Safety Constraints
Hard-coded safety rules that override the DQN agent's decisions in production to protect fish welfare and equipment.
The DQN agent's decisions pass through a safety constraint layer before reaching the feeder. This layer is implemented in CageFeedingAgent.apply_safety_constraints() and serves as a deterministic guardian that always overrides the model when critical thresholds are breached.

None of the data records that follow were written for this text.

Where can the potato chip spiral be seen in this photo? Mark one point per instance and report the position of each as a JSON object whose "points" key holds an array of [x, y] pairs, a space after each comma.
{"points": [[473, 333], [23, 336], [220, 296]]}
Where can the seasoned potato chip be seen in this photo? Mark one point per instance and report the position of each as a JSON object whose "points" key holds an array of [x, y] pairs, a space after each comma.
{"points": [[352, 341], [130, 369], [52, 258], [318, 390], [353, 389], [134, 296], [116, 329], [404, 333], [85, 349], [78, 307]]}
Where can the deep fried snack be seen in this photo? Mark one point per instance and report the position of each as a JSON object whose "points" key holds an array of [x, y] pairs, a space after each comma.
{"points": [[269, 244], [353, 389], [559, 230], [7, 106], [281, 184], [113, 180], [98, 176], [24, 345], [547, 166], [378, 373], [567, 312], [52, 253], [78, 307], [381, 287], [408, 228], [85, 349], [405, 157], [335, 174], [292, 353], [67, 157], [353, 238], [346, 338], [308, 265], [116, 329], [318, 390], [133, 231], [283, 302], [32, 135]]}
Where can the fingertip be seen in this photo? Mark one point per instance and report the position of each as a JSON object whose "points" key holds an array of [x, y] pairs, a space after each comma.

Why a Separate Safety Layer?
Reinforcement learning agents can occasionally produce unsafe actions, especially:
- In out-of-distribution states the model has never seen during training
- During the early deployment phase when the model hasn't been fine-tuned on real data
- When sensor readings are noisy or delayed
The safety layer ensures that no feeding decision can harm the fish or waste feed, regardless of what the model recommends.
Critical Safety Blocks
These conditions result in complete feed suppression (amount set to 0 kg):
| Condition | Threshold | Reason |
|---|---|---|
| Critical dissolved oxygen | DO < 4.5 mg/L | Oxygen debt is immediately life-threatening. Feeding increases O₂ demand. |
| Critical O₂ saturation | Sat < 65% | Same as above, expressed as a percentage. |
| Extreme heat stress | Temp > 31 °C | Fish metabolic rates spike; feeding adds thermal load and O₂ consumption. |
| Too cold | Temp < 23 °C | Fish are metabolically inactive; feed will not be consumed. |
| Maximum daily feeds | feeds_today ≥ 6 | Prevents over-stimulation and digestive issues. |
| Too frequent | time_since_last_feed < 1.5 h | Insufficient digestion time between feeds. |
| Extreme weather | wind_speed > 15 m/s | Pellets will drift outside the cage; safety risk for equipment. |
When a block triggers, the decision object returns is_safe = False and the override is logged.
Amount Reduction Rules
If no critical block applies but conditions are sub-optimal, the dispensed amount is capped rather than zeroed:
| Condition | Max Allowed | Cap (% of max_feed_kg) |
|---|---|---|
| Low dissolved oxygen (< 5.5 mg/L) or O₂ sat < 75% | 1.5 kg | 30% of 5.0 kg |
| Declining O₂ trend (3h trend < −0.5 mg/L) | 2.0 kg | 40% |
| High temperature (> 29.5 °C) | 2.5 kg | 50% |
| Rapid temperature change (|change| > 1.5 °C/h) | 3.0 kg | 60% |
| High waste rate (> 30%) | 2.5 kg | 50% |
Multiple reduction rules can stack — the most restrictive cap wins.
After all reductions, a floor of 0.3 kg is enforced if the agent intended to feed at all (avoids dispensing negligible amounts that waste motor cycles).
Decision Flow
Agent recommends X kg
│
▼
┌────────────────┐ YES
│ Critical block? │────────► amount = 0 kg, is_safe = false
└────────┬───────┘
│ NO
▼
┌────────────────┐ YES ┌─────────────────────┐
│ Sub-optimal? │──────────►│ Cap amount to safe │
│ │ │ max, is_safe = false │
└────────┬───────┘ └──────────┬──────────┘
│ NO │
▼ ▼
amount = X kg amount = min(X, cap)
is_safe = true floor at 0.3 kgConfidence Score
The agent also computes a confidence score for each decision:
model_confidence = min(1.0, |original_amount| / max_feed_kg)
if safety override was applied:
confidence -= 0.3
confidence = max(0.0, confidence)A low confidence score (especially when combined with is_safe = false) signals to farm operators that the model is uncertain and human review may be warranted.
Monitoring Safety Overrides
Every feeding decision is logged to the in-memory recent_actions deque with:
safety_override: boolean indicating if the safety layer changed the model's recommendationoriginal_amount: what the model wanted to dispensefeed_amount: what was actually dispensed
When adaptive learning is enabled, the override metadata is also stored in the ExperienceDatabase so that retraining can incorporate the safety layer's corrections.